Paralelamente, a empresa amplia presença em novos momentos de consumo, fortalecendo parcerias com redes de fast-food. A relação com o McDonald’s permanece central, com ajustes na linha de bebidas.

A rede lançou bebidas especiais e energéticos, aumentando a competição com rivais como Red Bull, enquanto a Coca-Cola mantém produtos próprios para preservar posição de fornecedora principal.

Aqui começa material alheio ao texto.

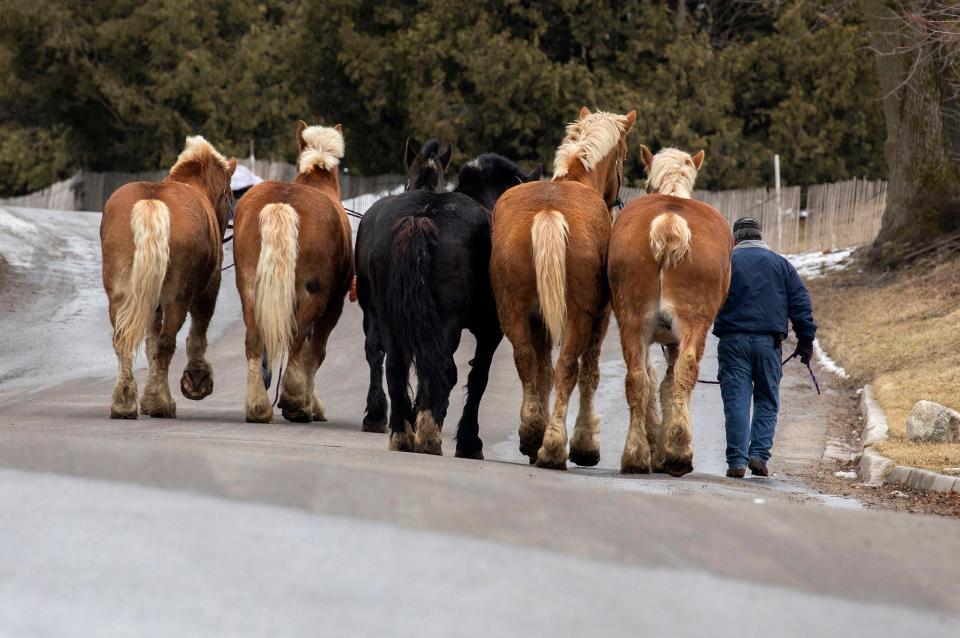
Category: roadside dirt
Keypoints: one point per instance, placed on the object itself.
(844, 424)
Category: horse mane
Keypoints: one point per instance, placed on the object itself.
(323, 148)
(195, 155)
(589, 140)
(671, 173)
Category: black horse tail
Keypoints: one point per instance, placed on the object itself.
(415, 320)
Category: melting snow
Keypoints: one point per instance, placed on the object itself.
(813, 265)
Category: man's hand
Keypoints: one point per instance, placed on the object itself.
(804, 351)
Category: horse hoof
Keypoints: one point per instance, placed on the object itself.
(401, 442)
(374, 426)
(196, 383)
(585, 458)
(678, 467)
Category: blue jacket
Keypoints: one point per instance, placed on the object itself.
(765, 291)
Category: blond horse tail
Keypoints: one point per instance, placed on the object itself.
(150, 223)
(275, 291)
(549, 234)
(669, 239)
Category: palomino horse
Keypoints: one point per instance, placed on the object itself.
(292, 248)
(422, 278)
(549, 276)
(161, 246)
(669, 274)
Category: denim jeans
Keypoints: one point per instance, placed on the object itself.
(750, 369)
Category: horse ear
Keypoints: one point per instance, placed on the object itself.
(301, 127)
(647, 155)
(698, 159)
(410, 153)
(446, 155)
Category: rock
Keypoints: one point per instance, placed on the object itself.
(931, 422)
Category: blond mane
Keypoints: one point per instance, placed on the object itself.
(199, 150)
(589, 140)
(323, 149)
(672, 172)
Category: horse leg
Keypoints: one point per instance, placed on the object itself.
(317, 352)
(375, 417)
(197, 380)
(156, 400)
(576, 335)
(639, 388)
(527, 360)
(677, 435)
(398, 373)
(433, 389)
(124, 401)
(469, 444)
(655, 424)
(585, 442)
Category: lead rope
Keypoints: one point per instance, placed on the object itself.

Adoção de inteligência artificial também avança na estratégia comercial. Ferramentas de IA ajudam a criar campanhas, prever demanda e otimizar estoques e distribuição, reduzindo custos e tempo de campanha.

Executivos ressaltam que a IA favorece decisões rápidas e eficientes, alinhando-se a movimentos observados no setor de bens de consumo para reduzir desperdícios e melhorar a rentabilidade.

A estratégia da Coca-Cola espelha um movimento setorial global, com PepsiCo e Nestlé ajustando tamanhos de embalagem, portfólio e preços. Inovação e eficiência operacionais aparecem como pilares importantes a curto e longo prazo.

No curto prazo, embalagens menores funcionam como resposta tática à inflação. A longo prazo, o desafio continua: manter relevância em um mercado que muda rapidamente e onde o consumo de refrigerante não é mais tão automático.